The desktop software interface, while indeed highly visual, is too busy. I’ll give them well organized, but there’s just so much ‘stuff” on display that it takes longer to see the “What” that you need to get around. It’s not worse than iTunes, but I don’t see it as being any better, either. And the stupid interface is lacking in some necessary basic user-friendliness that web browsers exhibit. Say I want to find a particular podcast, like the latest Countdown with Keith Olbermann which I enjoy watching. I go to Podcasts, choose News, choose Politics, then scroll through the list until I see Countdown.
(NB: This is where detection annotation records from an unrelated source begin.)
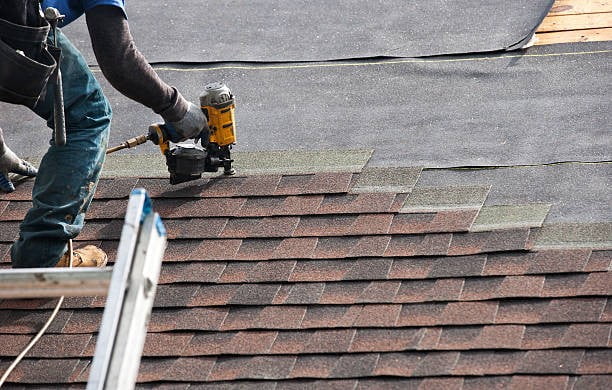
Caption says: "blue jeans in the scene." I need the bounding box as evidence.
[11,32,112,268]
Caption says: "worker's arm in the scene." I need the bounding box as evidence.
[0,129,37,192]
[85,5,206,138]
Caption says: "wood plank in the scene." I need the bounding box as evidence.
[0,267,112,299]
[549,0,612,16]
[536,28,612,45]
[537,12,612,32]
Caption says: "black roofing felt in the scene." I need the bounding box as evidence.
[62,0,553,63]
[0,42,612,167]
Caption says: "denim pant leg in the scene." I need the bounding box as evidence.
[11,32,111,268]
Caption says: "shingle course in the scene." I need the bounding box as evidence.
[0,170,612,389]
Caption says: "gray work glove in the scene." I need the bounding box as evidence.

I click on that, realize I’m on the audio podcast, so I click the back button so I can find the video podcast. I’m back at the top of the list of political news podcasts. That’s a problem in some categories where there are 3 or 4 screens worth of choices to scroll through. Now I have to scroll again and find where I was, then continue on in hopes I finding where I want to be. While trying out a dozen or so podcasts recently, I got real tired of scrolling. And so far as I can see, there’s no bookmark option so I can return to that podcast’s listing in the future, should I want to easily download something to watch or listen to again.
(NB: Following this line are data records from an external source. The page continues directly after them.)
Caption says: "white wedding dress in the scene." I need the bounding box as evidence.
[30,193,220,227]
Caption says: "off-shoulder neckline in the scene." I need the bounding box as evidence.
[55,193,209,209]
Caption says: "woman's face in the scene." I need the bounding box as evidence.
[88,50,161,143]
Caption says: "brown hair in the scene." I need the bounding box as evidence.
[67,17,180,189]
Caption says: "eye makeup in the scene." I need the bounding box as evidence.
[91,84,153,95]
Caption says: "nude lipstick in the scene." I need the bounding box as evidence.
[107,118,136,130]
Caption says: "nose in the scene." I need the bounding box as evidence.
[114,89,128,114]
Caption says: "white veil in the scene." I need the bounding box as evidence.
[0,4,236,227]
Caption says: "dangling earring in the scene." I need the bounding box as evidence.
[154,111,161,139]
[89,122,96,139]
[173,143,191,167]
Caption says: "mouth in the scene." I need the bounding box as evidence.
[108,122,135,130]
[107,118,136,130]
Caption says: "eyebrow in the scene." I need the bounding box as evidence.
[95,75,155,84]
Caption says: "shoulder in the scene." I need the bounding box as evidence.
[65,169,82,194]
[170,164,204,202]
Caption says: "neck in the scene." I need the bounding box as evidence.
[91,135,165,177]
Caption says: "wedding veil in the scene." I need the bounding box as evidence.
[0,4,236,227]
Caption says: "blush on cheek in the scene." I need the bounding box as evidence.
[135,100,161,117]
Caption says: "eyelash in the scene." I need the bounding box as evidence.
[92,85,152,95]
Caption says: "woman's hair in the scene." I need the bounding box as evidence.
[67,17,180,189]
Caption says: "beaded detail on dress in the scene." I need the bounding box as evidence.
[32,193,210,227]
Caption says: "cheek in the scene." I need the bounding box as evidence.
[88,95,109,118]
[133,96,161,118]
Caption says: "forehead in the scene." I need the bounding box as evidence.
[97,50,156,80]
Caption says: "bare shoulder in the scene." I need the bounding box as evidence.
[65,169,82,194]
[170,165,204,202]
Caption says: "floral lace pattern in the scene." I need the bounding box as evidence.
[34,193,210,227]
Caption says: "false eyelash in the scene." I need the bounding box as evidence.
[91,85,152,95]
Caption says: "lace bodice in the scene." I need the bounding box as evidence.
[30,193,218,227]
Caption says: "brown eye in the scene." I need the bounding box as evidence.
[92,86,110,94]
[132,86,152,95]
The interface is perhaps one of the best Microsoft has ever developed, and easily on par with the click wheel on iPods.

No. It is not. Not even close. It’s slow, and much less precise.

(Here’s the happy-hug-time stuff) On the plus side, the Zune pass option, a $15 per month subscription, just got upgraded so you can get unlimited music downloads for listening, and you get to keep 10 songs per month. These songs can be moved to other computers, burned to CD, or put on other media players you have. That’s just cool, and I’ll be signing up for this feature next time I hit the Zune marketplace (tonight, after I get this posted, in fact). In addition, Microsoft does well by regularly updating the desktop experience and the device firmware, and the recent addition of games will go far for picking up more gadget geeks who have otherwise held off, I’m sure. It just needs to get easier for users to add games made for the Zune which are available for download elsewhere on the net.
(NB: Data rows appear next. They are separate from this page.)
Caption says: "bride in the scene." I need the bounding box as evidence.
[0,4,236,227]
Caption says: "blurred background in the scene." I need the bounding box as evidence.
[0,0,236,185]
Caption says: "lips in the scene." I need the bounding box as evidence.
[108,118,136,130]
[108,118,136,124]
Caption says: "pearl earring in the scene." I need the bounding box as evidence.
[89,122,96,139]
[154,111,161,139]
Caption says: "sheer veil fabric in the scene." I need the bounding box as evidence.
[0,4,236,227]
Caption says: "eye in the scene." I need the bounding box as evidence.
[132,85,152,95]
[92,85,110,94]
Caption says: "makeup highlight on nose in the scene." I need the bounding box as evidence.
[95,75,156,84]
I agree with ExtremeTech that Microsoft performs best when playing catch-up. I agree that the Zune most emphatically will be getting better and capture greater market share. And I fully expect that the Zune will be a strong contender for best media device if Microsoft keeps working and improving it like the company normally does when trying to break in to a market. But to praise the poor user interface and desktop experience at the present time I think is inaccurate. And had I an account on ExtremeTech, I would contribute some of these thoughts to the discussion, but the last thing I need is yet another website or discussion board account, so I’ll stick to putting my disagreement on my own site where only 2 other people will have to subject themselves to it.